Tom Tripp is the owner of OceanLines LLC, and the publisher of OceanLines and Marine Science Today. He is an award-winning marine journalist, science writer and long-time public communications specialist. His writing has appeared in a wide array of publications; from Microsoft’s Encarta encyclopedia to the Mad Mariner daily boating news website, with many print magazines, newspapers and other publications in between.
Tom started OceanLines LLC as his marine writing business in late 2006 and began publishing the online passagemaking news magazine OceanLines in late 2007. The publication began to grow dramatically in 2008 and as of this writing it is reaching nearly 12,000 unique monthly visitors who peruse more than 50,000 pages of content devoted to the boats, voyages, technology, people and destinations of the passagemaking world. OceanLines consistently breaks news about new boats and technology long before the print magazines can publish, and visitors flock to the site to see never-before-released photos of the newest boats in the industry. OceanLines also often discovers new products and boats in development and its readers are the first to find out.
Tom also publishes a second online magazine, Marine Science Today, which brings the latest news about our oceans and all the life that depends upon them to a popular audience.
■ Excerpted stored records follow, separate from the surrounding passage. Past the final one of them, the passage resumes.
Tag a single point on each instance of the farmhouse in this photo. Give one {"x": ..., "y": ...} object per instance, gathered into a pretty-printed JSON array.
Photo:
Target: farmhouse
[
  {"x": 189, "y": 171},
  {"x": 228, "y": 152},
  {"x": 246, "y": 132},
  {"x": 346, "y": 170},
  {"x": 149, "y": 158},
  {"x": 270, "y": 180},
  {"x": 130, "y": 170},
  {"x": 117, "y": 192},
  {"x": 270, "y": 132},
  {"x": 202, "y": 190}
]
The publication officially launched on January 2, 2009 and features original reporting and guest articles from researchers, students, scientists and staff writers all over the world. Scientists discover new reasons nearly every day why we need to understand more about the vast marine world, not least of which is the central role the oceans play in controlling our environment. So many of today’s popular headlines come from science originally conducted in the marine world. You will read about it first in Marine Science Today.
No matter where Tom is, he won’t be far from either his keyboard or the ocean. He’s been at sea aboard everything from a 17-foot homemade wooden fishing boat to a 1,000-foot-long, 96,000 ton nuclear-powered aircraft carrier, and the truth is, he’d rather be at sea than ashore. Thankfully, wireless internet connections of all kinds continue to improve so he can write and file stories and manage the businesses from almost anywhere these days. And that’s where you’re most likely to find him — anywhere, as long as it’s on the water.